This website is happy to announce the addition of Michael W. Wanik as one of our contributing writers addressing the topic of security management. The following article, which discusses workplace violence as a risk management concern, is the first in what we hope to be a long string of articles presented to our readership by Michael.
Managing Your Workplace Violence Risk
By: Michael Wanik, CPP, CBCP
In August this year, a horrific act of workplace violence occurred at a Manchester, Connecticut business. An employee who had been confronted after he was apparently documented on video for stealing product opened fire on his coworkers and supervisors. At the end of the event, eight employees and the shooter were dead.
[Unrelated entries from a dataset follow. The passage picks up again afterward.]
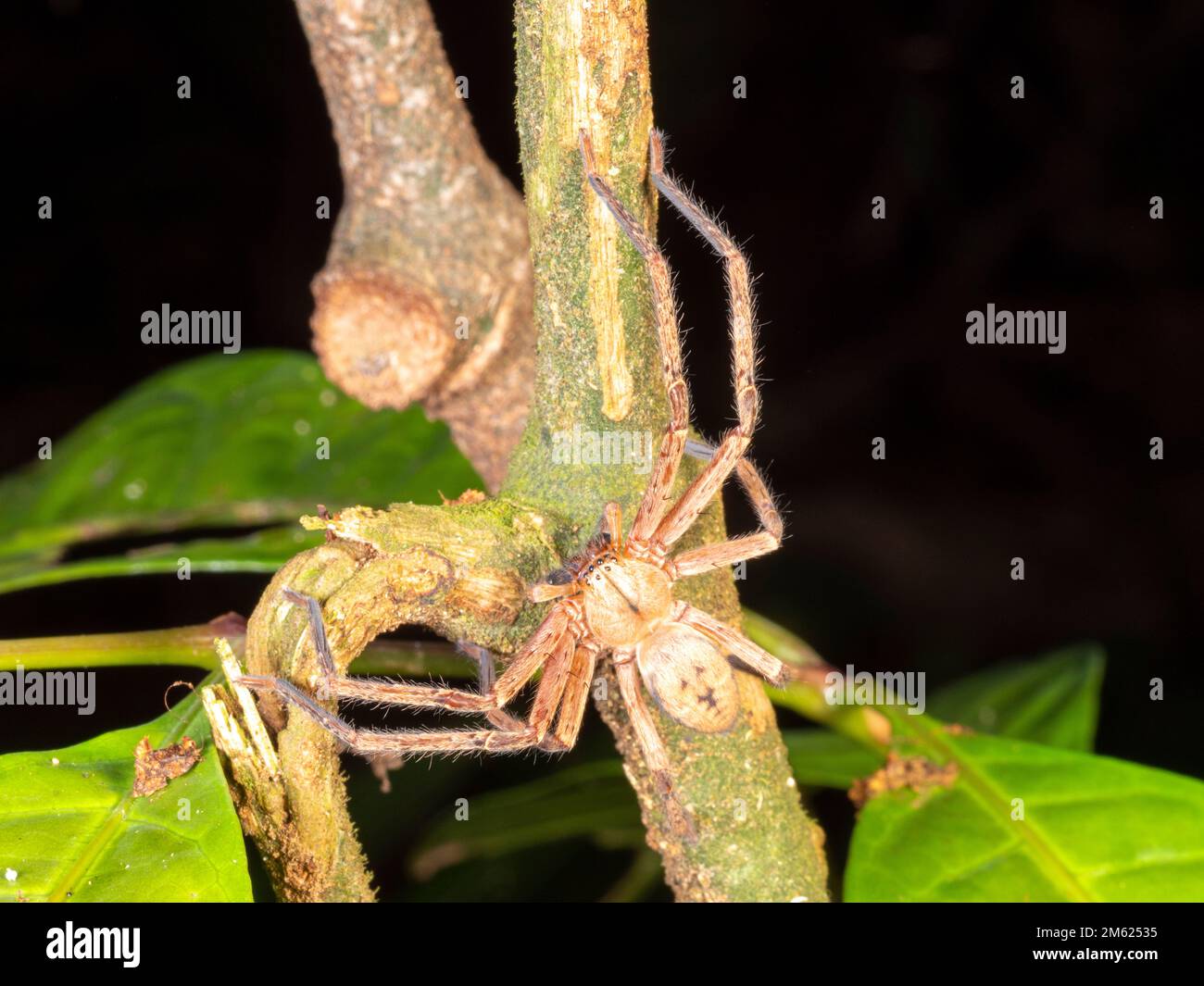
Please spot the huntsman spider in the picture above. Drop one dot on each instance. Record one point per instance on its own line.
(615, 600)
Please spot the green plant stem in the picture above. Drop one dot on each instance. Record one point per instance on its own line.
(585, 67)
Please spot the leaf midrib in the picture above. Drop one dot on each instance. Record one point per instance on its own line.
(1060, 874)
(105, 834)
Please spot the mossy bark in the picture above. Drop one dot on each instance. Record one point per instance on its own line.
(585, 67)
(462, 568)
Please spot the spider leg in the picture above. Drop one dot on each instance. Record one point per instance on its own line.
(655, 754)
(486, 674)
(735, 644)
(520, 670)
(745, 547)
(572, 705)
(747, 404)
(373, 743)
(657, 495)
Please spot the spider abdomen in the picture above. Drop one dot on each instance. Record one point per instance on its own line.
(690, 678)
(625, 600)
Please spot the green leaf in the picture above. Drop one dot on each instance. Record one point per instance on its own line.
(1094, 829)
(221, 441)
(822, 758)
(589, 801)
(261, 552)
(1054, 700)
(71, 830)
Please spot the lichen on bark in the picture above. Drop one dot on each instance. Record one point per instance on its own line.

As you might expect, an act like this causes business leaders and employees to review their risk management strategies, policies and procedures.
Additionally, our phone began to ring with inquiries about workplace violence and what could be done to avoid it. Our answer to these inquiries was that there is no singular solution to prevent such an act, and, as a result, an organization must address many different aspects of risk management if they wish to avoid or at least mitigate the possibility of having that kind of incident occur to and at their own organization.
First, let’s level set. Not every workplace violence event is a multiple victim homicide. Each and every day there are events in the workplace that can and are categorized as workplace violence. Events such as but not limited to: bullying, harassment and intimidation can be considered workplace violence or at the very least, unacceptable conduct that can ultimately lead to physical violence.
ASIS International, the leading professional security organization defines workplace violence as a “broad range of behaviors falling along a spectrum that, due to their nature and/or severity, significantly affect the workplace, generate a concern for personal safety, or result in physical injury or death.”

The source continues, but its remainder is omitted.